While Victoria does ground acrobatics at the school, which involves tricks such as front pikes and back handsprings, her brother is in an aerial silk class. It is one of the most recognisable circus acts and involves artists performing aerial acrobatics while hanging from a specialised cloth. Various contortions and postures can be achieved using the silks, but the three main categories are climbs, wraps and drops.

Dubai Circus School also offers classes for adults, but co-founder Marcela Bello says the venue welcomes more younger clientele.

“I come here every Tuesday right after school,” says Victoria, adding that she hopes to continue to “maintain my flexibility”.
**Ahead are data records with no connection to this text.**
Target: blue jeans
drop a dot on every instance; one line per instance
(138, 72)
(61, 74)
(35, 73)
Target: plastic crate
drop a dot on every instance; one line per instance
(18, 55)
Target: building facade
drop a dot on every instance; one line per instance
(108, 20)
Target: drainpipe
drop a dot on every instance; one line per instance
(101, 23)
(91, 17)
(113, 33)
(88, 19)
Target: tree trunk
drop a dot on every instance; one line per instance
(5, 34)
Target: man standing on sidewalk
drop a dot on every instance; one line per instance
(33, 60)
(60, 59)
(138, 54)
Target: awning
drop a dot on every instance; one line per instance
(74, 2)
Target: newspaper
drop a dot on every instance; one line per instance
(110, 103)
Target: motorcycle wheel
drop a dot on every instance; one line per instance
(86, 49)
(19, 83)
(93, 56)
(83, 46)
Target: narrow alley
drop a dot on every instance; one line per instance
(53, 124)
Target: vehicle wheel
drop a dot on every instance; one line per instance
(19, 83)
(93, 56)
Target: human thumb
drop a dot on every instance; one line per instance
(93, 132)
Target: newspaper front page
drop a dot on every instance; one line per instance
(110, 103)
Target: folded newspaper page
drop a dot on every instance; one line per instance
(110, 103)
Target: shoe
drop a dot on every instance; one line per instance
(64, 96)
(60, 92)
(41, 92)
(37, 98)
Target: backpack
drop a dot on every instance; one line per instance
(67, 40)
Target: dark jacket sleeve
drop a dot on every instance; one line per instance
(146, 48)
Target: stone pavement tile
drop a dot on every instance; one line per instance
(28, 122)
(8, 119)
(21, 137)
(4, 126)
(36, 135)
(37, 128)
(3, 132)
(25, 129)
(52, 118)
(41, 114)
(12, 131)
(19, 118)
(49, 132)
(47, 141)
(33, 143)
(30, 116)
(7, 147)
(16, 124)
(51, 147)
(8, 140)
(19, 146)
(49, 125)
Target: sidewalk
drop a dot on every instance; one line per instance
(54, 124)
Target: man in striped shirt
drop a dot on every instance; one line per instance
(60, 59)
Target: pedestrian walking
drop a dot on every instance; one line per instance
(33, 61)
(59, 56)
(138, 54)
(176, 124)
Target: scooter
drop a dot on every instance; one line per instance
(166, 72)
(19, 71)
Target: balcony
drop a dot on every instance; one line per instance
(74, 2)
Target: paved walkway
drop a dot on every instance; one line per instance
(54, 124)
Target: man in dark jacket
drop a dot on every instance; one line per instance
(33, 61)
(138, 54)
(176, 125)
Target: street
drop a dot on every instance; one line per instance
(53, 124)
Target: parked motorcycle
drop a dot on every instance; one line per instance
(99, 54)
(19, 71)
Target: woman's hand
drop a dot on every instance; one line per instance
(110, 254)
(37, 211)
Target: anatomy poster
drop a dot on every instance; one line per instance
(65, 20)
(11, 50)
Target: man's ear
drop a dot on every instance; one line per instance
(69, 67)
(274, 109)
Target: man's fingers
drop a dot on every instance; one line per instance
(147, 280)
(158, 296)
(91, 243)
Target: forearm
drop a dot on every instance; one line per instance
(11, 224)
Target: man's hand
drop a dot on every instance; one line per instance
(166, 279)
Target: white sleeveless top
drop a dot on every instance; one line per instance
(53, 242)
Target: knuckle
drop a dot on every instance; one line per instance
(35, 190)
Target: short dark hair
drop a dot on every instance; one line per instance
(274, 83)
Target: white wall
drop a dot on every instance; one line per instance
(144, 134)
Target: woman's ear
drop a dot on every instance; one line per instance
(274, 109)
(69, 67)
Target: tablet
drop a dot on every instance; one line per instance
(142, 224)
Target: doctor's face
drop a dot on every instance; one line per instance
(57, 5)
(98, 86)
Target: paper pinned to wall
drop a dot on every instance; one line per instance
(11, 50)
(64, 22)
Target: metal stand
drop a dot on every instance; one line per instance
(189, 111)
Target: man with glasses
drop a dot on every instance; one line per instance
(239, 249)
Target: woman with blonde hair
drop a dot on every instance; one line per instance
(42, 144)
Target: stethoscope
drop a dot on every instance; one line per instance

The children come out buzzing, like they just had the best hour of their lives
Donna Taylor Driscoll, parent and Dubai Circus School patron

Strength and flexibility are some of the most important characteristics when performing circus tricks. It takes a lot of body strength to climb a silk cloth, for example, and the academy has more than a dozen teachers to guide students through the painstaking process.

The warehouse-turned-circus playground also has an aerial hoop, trapeze bars, a trampoline and a hammock. Students can join group lessons or private classes, or use the facility to practise their moves.

“The teachers are kind and considerate, and they give us freedom to learn what we want,” says Victoria.

Donna Taylor Driscoll, who sends her daughter River, six, to the school for aerial silks training, adds: “This is a safe space for children. You can see that the coaches love what they do, and they're amazing about encouraging the kids to love it as well.

“Thanks to all the support, the children come out buzzing, like they just had the best hour of their lives. If you ask River now, she'll say goodbye to me today and run away to join a circus.”

Technical skills aside, Taylor Driscoll, who is originally from the UK, says benefits spill over at home, especially when it comes to health. “River practises her moves and stretches at home. She also eats more vegetables because she knows she needs them to be stronger and be able to climb the silks higher, for example,” she says.

It works that the school is more concerned about their students' happiness, rather than only focusing on technical progress.

Bello, who is from Colombia and is also an art director and a producer, says Dubai Circus School is primarily about spreading happiness. “We want to empower children. We want them to feel seen and appreciated.”

She adds that “something magical happens” when she sees students perform in recitals.

“Most of the time, the children aren't even aware of how impressive they are,” she says. “They think having climbing silks is normal, and suddenly people are clapping and cheering for them, and the realisation hits.”

Bello is also aware of the misconceptions around the circus, and she and the team aim to raise awareness about what it entails. “Some people think it's all about performing animals, like elephants,” she says. “But it is more about discipline, expression and happiness.

“Our goal is to make students try something fun and new, to feel confident and become a better version of themselves. If they happen to also want to become a circus performer, we can help them in that regard too.”